第八百二十六話 圧力鍋でポン [文学譚]
「おお、そうか。ちゃんとできたのか、うん?」
「そりゃぁもう。はじめてだったんでちょっと手間取りましたけどね」
「そりゃそうだろう。こんなもの、そんなに簡単に出来てしまったら、プロなんていらねぇわな」
数日前、竜二は兄貴分の小藪から圧力鍋を手に入れて火薬を仕込むように言われたのだった。そんなもの仕込んで兄貴はどうするのつもりなのかと思いつつ、竜二はその作り方を教えてくれるように頼むと、兄貴もそんなものは知らない。知らないが、外国で起きた事件を解説していたテレビではインターネットで調べられると言っていたぞという兄貴の言葉に、竜二はスマートホンで検索してみると、たくさんの情報が出てきた。
圧力鍋、火薬、作り方。そんなキーワード検索で出てきた情報を見ているうちに、ははぁ、兄貴はこれを作れっていってるわけだなと合点した。古物屋で圧力鍋を買い求め、材料を仕入れスマートホンと首ったけになってようやく夕べ作り上げた。
「タマは入っているな?」
「は? タマ? え、ええ。あのつぶつぶの……」
「火薬も入れたか?」
「ええ、もちろんで。カヤクを入れないことにははじまりませんぜ」
「そうか。では、今日の午後これを持って球技場へ行け。午後からサッカーの国際親善試合がはじまる。そこにそっと置いてくるんだ。わかったか」
「親善試合? そこに置いてくる? でも、兄貴、それって誰でも入れるんで?」
「心配するな。ここにチケットを用意している。これで中に入って、そう、真ん中の来賓ボックスのあたりにな、仕掛けるんだ。世の中ひっくり返るぞ、うひひひ」
「はぁ……行けばいいんですね、球技場に」
竜二は圧力鍋を大きめの鞄に入れて、その他の道具も一緒に詰めて球技場に向かった。親善試合はたいしたものらしく、すでに人がいっぱいで、なんでも国内外の高官も観戦しにやっていているという。
「えらい人だなぁ」
思いながら入口ゲートを通過した竜二は再び合点した。球技場の中にも売店はあってホットドッグやサンドイッチを売っているが、さほど美味そうなものはない。好天の下、はじまる試合に盛り上がる観覧席。竜二はベンチ席に座って、バッグの中身を確認した。なるほど、兄貴はやっぱりいい人だなぁ。俺にこんな試合のチケットをプレゼントしてくれるなんて。俺がサッカー好きだと知っていたんだ。ここで飯を食いながらゆっくり観戦しろということなんだな。ついでに周りの客にもおすそ分けできる分量を俺に持たせて。

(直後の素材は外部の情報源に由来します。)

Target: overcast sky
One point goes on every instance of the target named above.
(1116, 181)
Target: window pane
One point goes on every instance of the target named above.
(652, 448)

竜二はゆっくりと圧力鍋の蓋を明け、美味そうな醤油の香りを吸い込んだ。バッグに入れてきたしゃもじと茶碗を取り出して、準備に取り掛かった。
それにしても昨夜はちょっと苦労した。俺、飯など炊いたことないのに。こんなことさせるなんて。鍋の中ではもう冷めてはいるが、美味しそうなかやくご飯(五目炊き込み飯)が竜二に食べられるのをまだかまだかと待っているのだった。